The image shows a problem involving a discrete random variable $X$ with given probabilities. Here's the step-by-step solution to the questions presented:

Given Data:

The table presents the values of $X$ and their corresponding probabilities $P(X = x)$:

(a) Probability that $X$ is at most 3.

This means finding $P(X \leq 3)$:

$P(X \leq 3) = P(X = 0) + P(X = 1) + P(X = 2) + P(X = 3)$

$P(X \leq 3) = 0.1 + 0.15 + 0.25 + 0.2 = 0.7$

(b) Probability that $X$ is greater than 3.

This means finding $P(X > 3)$:

$P(X > 3) = P(X = 4) + P(X = 5) + P(X = 6)$

$P(X > 3) = 0.15 + 0.1 + 0.05 = 0.3$

(c) Probability that $X$ is an even number.

Even values of $X$ are $0, 2, 4, 6$. Thus, $P(X$ is even$) = P(X = 0) + P(X = 2) + P(X = 4) + P(X = 6)$:

$P(X \text{ is even}) = 0.1 + 0.25 + 0.15 + 0.05 = 0.55$

(d) Mean (Expected Value), $E(X)$.

The expected value is calculated as:

$E(X) = \sum X \times P(X)$

$E(X) = (0 \times 0.1) + (1 \times 0.15) + (2 \times 0.25) + (3 \times 0.2) + (4 \times 0.15) + (5 \times 0.1) + (6 \times 0.05)$

$E(X) = 0 + 0.15 + 0.5 + 0.6 + 0.6 + 0.5 + 0.3 = 2.65$

(e) Variance, $Var(X)$.

Variance is calculated using:

$Var(X) = E(X^2) - (E(X))^2$

First, calculate $E(X^2)$:

$E(X^2) = (0^2 \times 0.1) + (1^2 \times 0.15) + (2^2 \times 0.25) + (3^2 \times 0.2) + (4^2 \times 0.15) + (5^2 \times 0.1) + (6^2 \times 0.05)$

$E(X^2) = 0 + 0.15 + 1 + 1.8 + 2.4 + 2.5 + 1.8 = 9.65$

Now, use the expected value found earlier:

$Var(X) = 9.65 - (2.65)^2 = 9.65 - 7.0225 = 2.6275$

(f) Probability that $0.5 \leq X \leq 4.5$.

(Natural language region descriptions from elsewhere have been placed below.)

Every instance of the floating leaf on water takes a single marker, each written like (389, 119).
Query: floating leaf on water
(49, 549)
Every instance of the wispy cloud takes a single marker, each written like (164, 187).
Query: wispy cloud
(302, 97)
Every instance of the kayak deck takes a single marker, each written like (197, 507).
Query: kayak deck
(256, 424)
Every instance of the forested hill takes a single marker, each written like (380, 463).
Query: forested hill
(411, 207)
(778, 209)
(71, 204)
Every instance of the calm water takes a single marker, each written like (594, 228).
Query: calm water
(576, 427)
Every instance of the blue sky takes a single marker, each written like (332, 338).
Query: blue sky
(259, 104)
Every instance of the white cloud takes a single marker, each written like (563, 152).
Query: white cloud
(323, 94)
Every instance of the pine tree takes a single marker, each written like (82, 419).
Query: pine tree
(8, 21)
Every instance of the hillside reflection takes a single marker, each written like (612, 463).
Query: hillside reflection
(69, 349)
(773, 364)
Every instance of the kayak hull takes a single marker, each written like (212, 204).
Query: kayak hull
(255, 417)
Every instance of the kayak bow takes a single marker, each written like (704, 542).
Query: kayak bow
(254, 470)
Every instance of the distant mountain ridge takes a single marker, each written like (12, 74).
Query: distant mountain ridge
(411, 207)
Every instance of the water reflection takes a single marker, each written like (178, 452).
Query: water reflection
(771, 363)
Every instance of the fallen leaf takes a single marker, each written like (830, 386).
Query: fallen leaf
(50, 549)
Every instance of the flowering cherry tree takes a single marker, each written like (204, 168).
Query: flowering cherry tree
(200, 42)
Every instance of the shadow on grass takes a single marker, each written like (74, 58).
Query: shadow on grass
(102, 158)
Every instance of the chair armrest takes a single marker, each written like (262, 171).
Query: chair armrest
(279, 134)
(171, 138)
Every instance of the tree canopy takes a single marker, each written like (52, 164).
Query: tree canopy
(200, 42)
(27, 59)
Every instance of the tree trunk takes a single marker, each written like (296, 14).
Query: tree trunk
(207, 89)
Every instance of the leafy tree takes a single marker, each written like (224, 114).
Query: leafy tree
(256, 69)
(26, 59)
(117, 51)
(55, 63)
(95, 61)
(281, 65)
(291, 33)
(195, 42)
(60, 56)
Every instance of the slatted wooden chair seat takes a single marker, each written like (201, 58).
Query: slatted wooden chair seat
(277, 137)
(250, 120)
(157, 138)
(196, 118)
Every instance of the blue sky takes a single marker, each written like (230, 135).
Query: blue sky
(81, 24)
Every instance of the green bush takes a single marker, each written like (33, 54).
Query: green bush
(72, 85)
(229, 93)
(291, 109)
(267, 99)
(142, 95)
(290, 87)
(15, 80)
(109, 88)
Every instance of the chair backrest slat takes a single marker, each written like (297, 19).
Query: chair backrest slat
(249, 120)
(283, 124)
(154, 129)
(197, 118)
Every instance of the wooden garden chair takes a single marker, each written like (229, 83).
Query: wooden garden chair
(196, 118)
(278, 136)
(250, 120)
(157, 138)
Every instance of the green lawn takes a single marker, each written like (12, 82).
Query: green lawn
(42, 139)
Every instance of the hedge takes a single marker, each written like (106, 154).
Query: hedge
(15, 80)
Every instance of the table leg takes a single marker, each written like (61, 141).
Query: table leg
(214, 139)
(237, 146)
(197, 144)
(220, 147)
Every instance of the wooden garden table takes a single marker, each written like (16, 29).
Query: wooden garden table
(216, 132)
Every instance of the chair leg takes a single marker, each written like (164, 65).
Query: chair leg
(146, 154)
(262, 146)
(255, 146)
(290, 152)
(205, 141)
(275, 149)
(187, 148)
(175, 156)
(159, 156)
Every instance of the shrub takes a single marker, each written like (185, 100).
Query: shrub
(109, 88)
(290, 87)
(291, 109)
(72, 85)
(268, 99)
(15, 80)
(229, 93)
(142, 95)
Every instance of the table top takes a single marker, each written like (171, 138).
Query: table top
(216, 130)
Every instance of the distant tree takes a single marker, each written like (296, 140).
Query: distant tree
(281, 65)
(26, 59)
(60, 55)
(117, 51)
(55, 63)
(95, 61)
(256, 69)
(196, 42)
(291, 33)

This range includes $X = 1, 2, 3, 4$:

$P(0.5 \leq X \leq 4.5) = P(X = 1) + P(X = 2) + P(X = 3) + P(X = 4)$

$P(0.5 \leq X \leq 4.5) = 0.15 + 0.25 + 0.2 + 0.15 = 0.75$

Let me know if you need further details or have any questions!

Related Questions:

1. What would be the probability that $X$ is less than 2?
2. How would you calculate the standard deviation of $X$?
3. What is the probability that $X$ is an odd number?
4. How do you interpret the expected value in a probability distribution?
5. How would the variance change if all probabilities were doubled?

Tip: Always double-check your calculations when working with probability distributions, especially when summing probabilities and computing expected values or variances.